Monopole was first produced in 1915, making it the oldest white wine brand in Spain. It is made much differently today than it was originally: today the free-run juice is fermented in temperature-controlled stainless steel vats for a fruity, fresh wine that is ready to drink. At its inception, Monopole was barrel-aged in Manzanilla Sherry casks that held a bit of residual wine. The resulting wine was rich, with a hint of yeasty flor character, a style that remained popular until the 1980s, when consumer tastes turned toward unoaked, fruit-forward wines.

CVNE still makes a version of Monopole that pays tribute to the original wine. It’s called Monopole Clásico, and is aged in barrels, as per tradition, with a small quantity of Manzanilla Sherry. I am dying to taste that wine!

As for the modern style 2019 Monopole, it is pale lemon-green with aromas of white flowers, apple, pear, and hay. On the palate it is lemony, with flavors of green apple; medium+ acidity. The finish is moderate in length and has a tempting savory quality to it. Really delicious and drinks way above its modest price tag.

Vina Real Rosado Bottle Shot
The color of a Spanish sunset! Instant cure for wanderlust.

2019 Viña Real Rioja Rosado (12.5% abv; $14 SRP)

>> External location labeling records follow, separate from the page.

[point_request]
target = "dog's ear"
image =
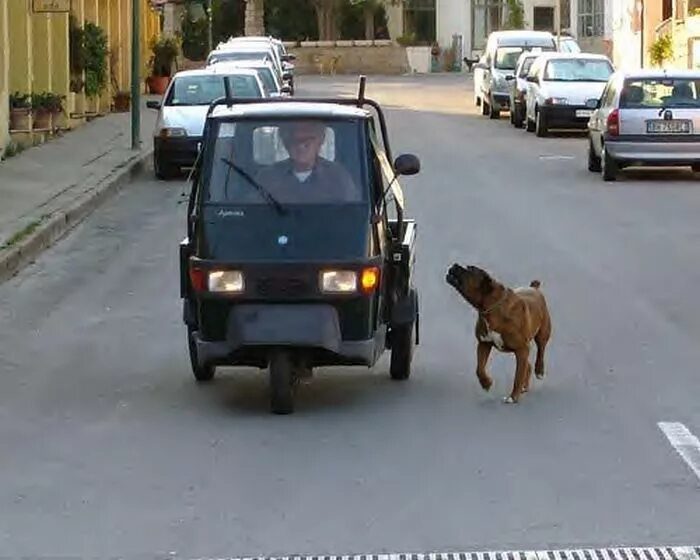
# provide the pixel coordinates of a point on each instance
(486, 285)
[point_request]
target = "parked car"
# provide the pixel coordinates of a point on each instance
(518, 91)
(566, 43)
(649, 117)
(183, 111)
(502, 51)
(561, 88)
(272, 84)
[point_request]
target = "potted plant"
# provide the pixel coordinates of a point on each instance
(46, 105)
(165, 51)
(20, 110)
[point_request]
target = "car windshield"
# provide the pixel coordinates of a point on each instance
(527, 64)
(202, 90)
(285, 162)
(223, 56)
(660, 93)
(578, 70)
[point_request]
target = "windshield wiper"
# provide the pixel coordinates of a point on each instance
(262, 190)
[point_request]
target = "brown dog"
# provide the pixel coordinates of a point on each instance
(509, 319)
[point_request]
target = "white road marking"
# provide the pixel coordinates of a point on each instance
(685, 443)
(677, 552)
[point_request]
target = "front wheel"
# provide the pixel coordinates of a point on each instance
(202, 373)
(401, 352)
(281, 383)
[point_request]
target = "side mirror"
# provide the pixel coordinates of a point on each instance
(407, 164)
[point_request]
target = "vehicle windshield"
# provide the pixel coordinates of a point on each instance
(507, 57)
(223, 56)
(660, 93)
(578, 70)
(527, 64)
(288, 162)
(202, 90)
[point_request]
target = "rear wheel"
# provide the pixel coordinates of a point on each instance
(281, 383)
(593, 160)
(541, 129)
(610, 167)
(402, 344)
(201, 373)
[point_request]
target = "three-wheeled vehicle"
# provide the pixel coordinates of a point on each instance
(298, 254)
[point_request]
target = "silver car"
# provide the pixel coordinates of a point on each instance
(648, 117)
(183, 111)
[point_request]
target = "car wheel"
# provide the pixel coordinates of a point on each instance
(402, 344)
(593, 160)
(281, 383)
(541, 129)
(201, 373)
(163, 170)
(610, 168)
(493, 113)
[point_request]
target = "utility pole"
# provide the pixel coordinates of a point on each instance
(135, 74)
(640, 4)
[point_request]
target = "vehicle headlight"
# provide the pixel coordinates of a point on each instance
(172, 132)
(339, 281)
(349, 281)
(225, 281)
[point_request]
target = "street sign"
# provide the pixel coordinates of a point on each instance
(51, 6)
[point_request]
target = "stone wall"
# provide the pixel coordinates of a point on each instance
(350, 57)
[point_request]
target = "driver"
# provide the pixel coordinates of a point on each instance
(305, 175)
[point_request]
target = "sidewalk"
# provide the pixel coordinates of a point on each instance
(47, 190)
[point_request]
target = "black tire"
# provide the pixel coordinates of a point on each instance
(494, 114)
(402, 344)
(609, 168)
(541, 129)
(202, 374)
(163, 170)
(594, 164)
(281, 383)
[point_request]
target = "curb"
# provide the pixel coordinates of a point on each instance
(58, 224)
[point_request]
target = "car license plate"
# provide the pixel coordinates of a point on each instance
(668, 127)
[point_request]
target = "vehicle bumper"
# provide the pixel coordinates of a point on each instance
(254, 328)
(662, 150)
(177, 151)
(564, 116)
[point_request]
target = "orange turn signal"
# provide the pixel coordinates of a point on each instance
(369, 279)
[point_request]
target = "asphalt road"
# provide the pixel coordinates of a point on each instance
(107, 446)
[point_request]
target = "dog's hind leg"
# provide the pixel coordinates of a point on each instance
(483, 351)
(541, 340)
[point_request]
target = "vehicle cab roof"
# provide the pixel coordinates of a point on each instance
(290, 109)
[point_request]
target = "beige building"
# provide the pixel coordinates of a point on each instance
(35, 55)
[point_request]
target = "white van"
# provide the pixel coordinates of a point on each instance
(503, 49)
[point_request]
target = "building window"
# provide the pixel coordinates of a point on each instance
(419, 20)
(591, 18)
(487, 16)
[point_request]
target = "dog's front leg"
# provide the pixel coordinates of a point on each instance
(522, 357)
(483, 351)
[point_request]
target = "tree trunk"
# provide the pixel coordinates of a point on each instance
(369, 21)
(255, 17)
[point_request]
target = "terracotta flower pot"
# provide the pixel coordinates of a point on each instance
(158, 84)
(42, 119)
(19, 119)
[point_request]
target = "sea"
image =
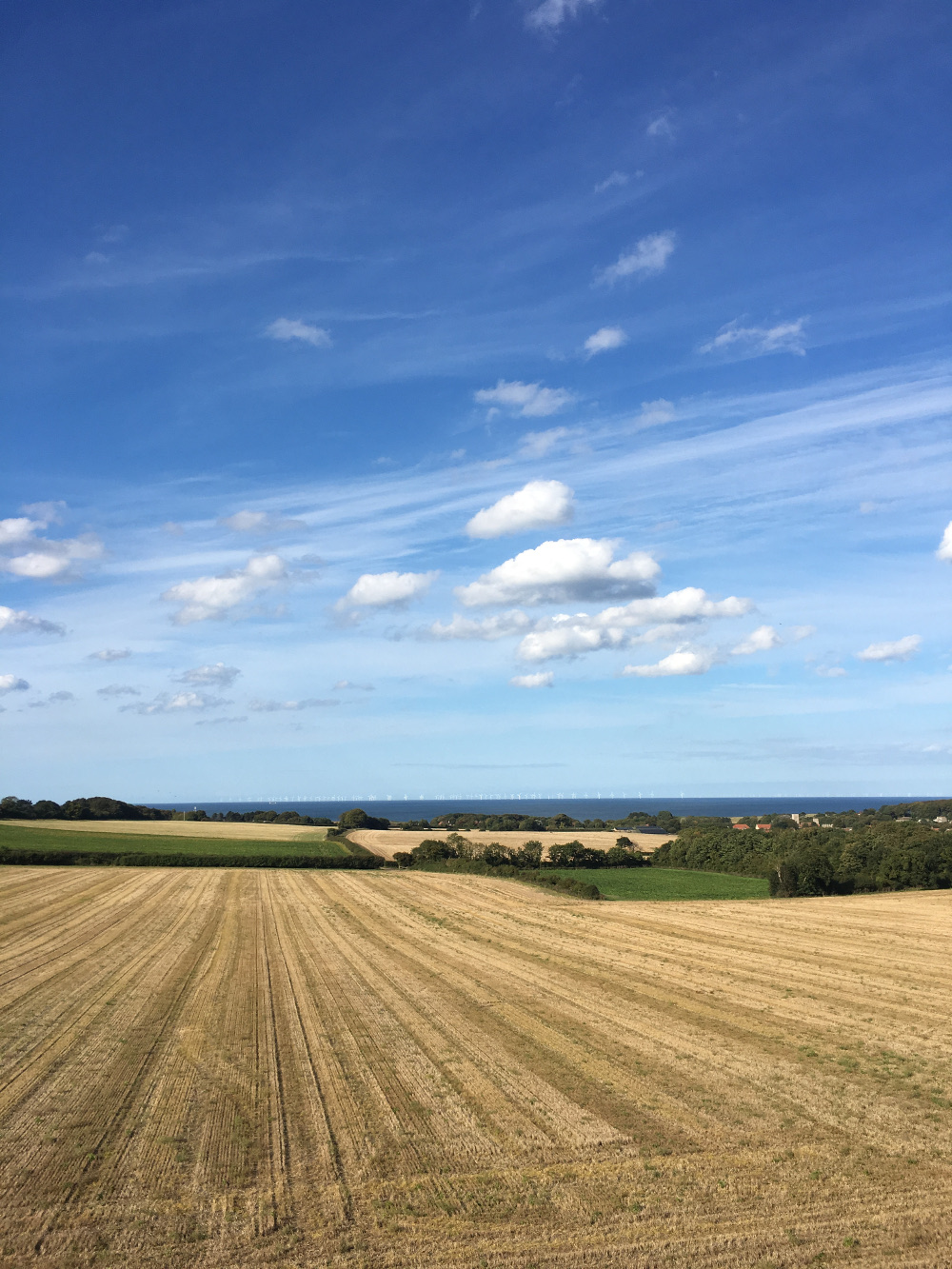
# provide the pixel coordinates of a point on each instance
(579, 808)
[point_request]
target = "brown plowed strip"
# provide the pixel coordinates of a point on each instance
(399, 1071)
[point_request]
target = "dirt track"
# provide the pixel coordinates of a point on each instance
(385, 842)
(240, 1069)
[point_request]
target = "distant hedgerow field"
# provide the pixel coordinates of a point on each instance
(669, 883)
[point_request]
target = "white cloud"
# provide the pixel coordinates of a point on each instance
(563, 570)
(617, 178)
(537, 445)
(19, 622)
(761, 640)
(179, 702)
(605, 339)
(259, 522)
(659, 618)
(551, 14)
(502, 625)
(387, 589)
(289, 328)
(654, 412)
(540, 504)
(220, 675)
(544, 679)
(274, 705)
(650, 255)
(898, 650)
(684, 662)
(758, 340)
(45, 557)
(529, 400)
(212, 598)
(662, 126)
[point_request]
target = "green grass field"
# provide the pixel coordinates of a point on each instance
(668, 883)
(15, 838)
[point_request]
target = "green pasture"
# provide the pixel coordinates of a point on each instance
(668, 883)
(17, 838)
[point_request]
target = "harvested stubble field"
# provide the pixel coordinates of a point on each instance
(240, 1069)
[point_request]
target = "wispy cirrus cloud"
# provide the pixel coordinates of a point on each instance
(649, 256)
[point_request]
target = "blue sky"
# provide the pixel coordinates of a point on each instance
(475, 399)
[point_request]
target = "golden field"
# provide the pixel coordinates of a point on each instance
(297, 1069)
(215, 830)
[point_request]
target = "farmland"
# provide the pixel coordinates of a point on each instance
(249, 1067)
(668, 883)
(110, 838)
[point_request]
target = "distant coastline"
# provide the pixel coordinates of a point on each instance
(579, 808)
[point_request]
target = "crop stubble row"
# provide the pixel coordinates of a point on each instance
(230, 1067)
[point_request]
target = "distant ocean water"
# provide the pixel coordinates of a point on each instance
(579, 808)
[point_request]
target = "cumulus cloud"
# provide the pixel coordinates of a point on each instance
(213, 598)
(219, 675)
(259, 522)
(537, 506)
(274, 705)
(685, 660)
(537, 445)
(654, 412)
(898, 650)
(289, 328)
(550, 15)
(605, 339)
(544, 679)
(178, 702)
(944, 551)
(617, 178)
(529, 400)
(27, 555)
(502, 625)
(758, 340)
(387, 589)
(19, 622)
(563, 570)
(658, 618)
(650, 255)
(761, 640)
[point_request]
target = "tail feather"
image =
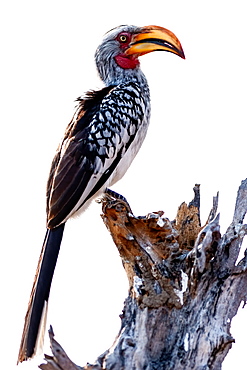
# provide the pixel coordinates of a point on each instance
(37, 307)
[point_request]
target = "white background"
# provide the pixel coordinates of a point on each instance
(197, 135)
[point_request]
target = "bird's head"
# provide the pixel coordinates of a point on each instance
(117, 56)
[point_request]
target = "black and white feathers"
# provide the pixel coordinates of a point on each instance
(99, 145)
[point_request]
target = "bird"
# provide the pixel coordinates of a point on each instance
(102, 139)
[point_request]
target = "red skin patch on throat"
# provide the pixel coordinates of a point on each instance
(126, 62)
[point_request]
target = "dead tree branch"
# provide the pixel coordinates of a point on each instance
(185, 286)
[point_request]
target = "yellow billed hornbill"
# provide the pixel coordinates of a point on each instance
(99, 144)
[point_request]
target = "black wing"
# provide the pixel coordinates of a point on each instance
(99, 134)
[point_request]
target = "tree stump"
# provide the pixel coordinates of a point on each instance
(185, 286)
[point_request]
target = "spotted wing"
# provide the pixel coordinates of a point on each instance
(97, 138)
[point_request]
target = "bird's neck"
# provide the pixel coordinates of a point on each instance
(112, 74)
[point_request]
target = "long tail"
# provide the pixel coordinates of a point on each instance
(34, 326)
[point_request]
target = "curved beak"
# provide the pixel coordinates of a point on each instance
(153, 38)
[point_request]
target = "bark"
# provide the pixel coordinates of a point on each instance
(185, 286)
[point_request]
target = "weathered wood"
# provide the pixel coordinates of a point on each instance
(184, 287)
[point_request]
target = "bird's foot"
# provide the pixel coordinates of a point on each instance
(113, 196)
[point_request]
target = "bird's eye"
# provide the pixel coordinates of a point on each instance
(122, 38)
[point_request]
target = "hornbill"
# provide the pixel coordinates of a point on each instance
(99, 144)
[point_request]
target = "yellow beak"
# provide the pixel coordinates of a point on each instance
(153, 38)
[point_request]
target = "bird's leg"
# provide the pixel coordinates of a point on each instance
(120, 198)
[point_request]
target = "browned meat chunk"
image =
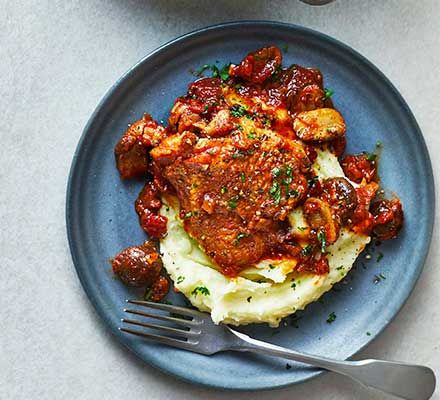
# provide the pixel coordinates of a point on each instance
(138, 265)
(388, 218)
(131, 151)
(235, 192)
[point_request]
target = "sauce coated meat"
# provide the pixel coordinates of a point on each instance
(237, 155)
(138, 265)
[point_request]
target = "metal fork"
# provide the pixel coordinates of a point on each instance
(194, 331)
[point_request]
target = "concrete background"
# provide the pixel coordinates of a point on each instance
(58, 58)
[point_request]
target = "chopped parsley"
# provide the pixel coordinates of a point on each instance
(200, 290)
(266, 120)
(275, 192)
(331, 318)
(295, 193)
(321, 238)
(327, 94)
(371, 156)
(238, 110)
(232, 203)
(307, 251)
(240, 236)
(311, 181)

A blend of Rioja’s traditional grapes: Tempranillo, Garnacha, and Viura, this wine has a long history: it was first produced in 1920, from fruit grown in the preferred areas of Rioja Alta and Rioja Alavesa. Today, the wine is made via a few hours of skin contact under cool temperatures, with an eye toward preserving primary fruit aromas and flavors.

Bright coral in color, this wine is redolent of ripe red cherry fruit and white peach – basically summer in a glass. There are similar notes on the palate, with moderate acidity to balance the fruit. The finish is moderate. While not a complex wine, it is perfect for warm-weather sipping and would pair nicely with a charcuterie and cheese plate or simply grilled fish.

Vina Real Rosado Back Label
This light wine was delicious with seared pork chops. Spanish rosado is always great with pork, right?

If you’re looking for a virtual travel companion – especially one with a dash of Spanish flair – why not pour a glass of wine from Rioja or Valdeorras? I will gladly meet you there.

I shouldn’t be hard to find: I’ll be the one on the lounge chair, glass of wine in hand, and an easy smile on my face.